Other school systems did not see any dramatic shift in performance. In the New Orleans metro area, school districts went up or down just a percentage point or two in terms of students scoring at basic or better.
In schools under the Orleans Parish School Board, which held onto a small number of relatively high-performing schools after the Recovery District took over most campuses, the proportion of students at basic or better slipped two points to 82 percent.
Jefferson Parish inched up a percentage point to 67 percent. St. Tammany also climbed a percentage point, hitting 82 percent. St. Bernard Parish slipped one point to 78 percent. And Plaquemines Parish rose two points to 85 percent.
St. John the Baptist Parish climbed two points to 64 percent, and St. Charles Parish rose two points to 84 percent.

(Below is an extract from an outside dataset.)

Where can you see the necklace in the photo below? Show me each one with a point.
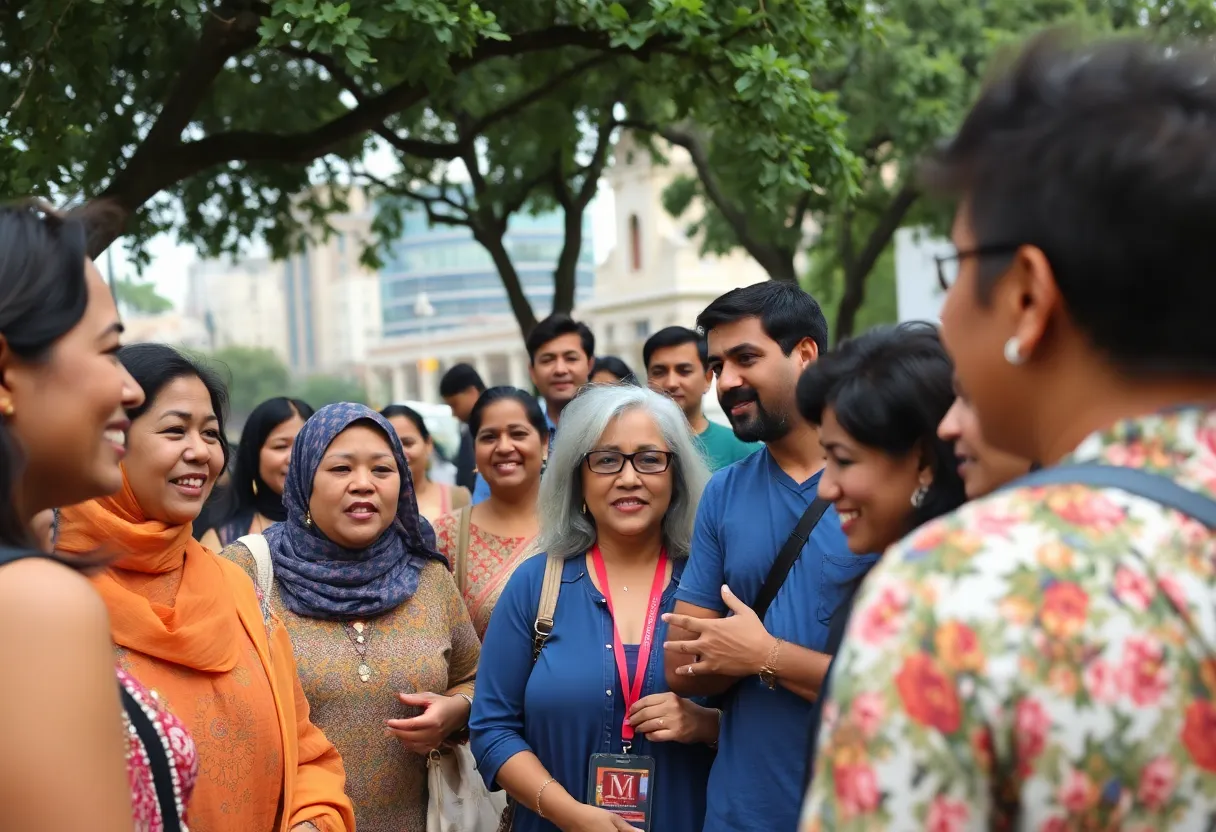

The fact that proficiency rates did not take a dive — as they did in Kentucky and New York when those states shifted to the Common Core standards — reflects attempts by Louisiana policy makers to make a smooth transition to the new standards. Discussing the transition Tuesday, state Superintendent of Education John White said he was committed to raising expectations without “denigrating schools, humiliating educators or punishing students.”
“That has happened in some states,” White said. “It is not going to happen here.”
Still, the figures released Tuesday gave some indication of how steep a climb schools will have over the next decade or so. While 69 percent of Louisiana students scored at basic or better, just 24 percent scored at “mastery” or better.
And mastery — the equivalent of level 4 on a 5-point scale — will be the new “bedrock” standard by 2025. Right now, a school where the average student scores at basic can earn an A from the state. Beginning in 2016, that same school will need to start getting more of its students up to mastery to earn the same grade. And by 2025, an A school will need to have about two-thirds of its students at mastery or better.
Officials in Louisiana decided to build in that glide path after demoralizing results in states where the new bar went into effect all at once.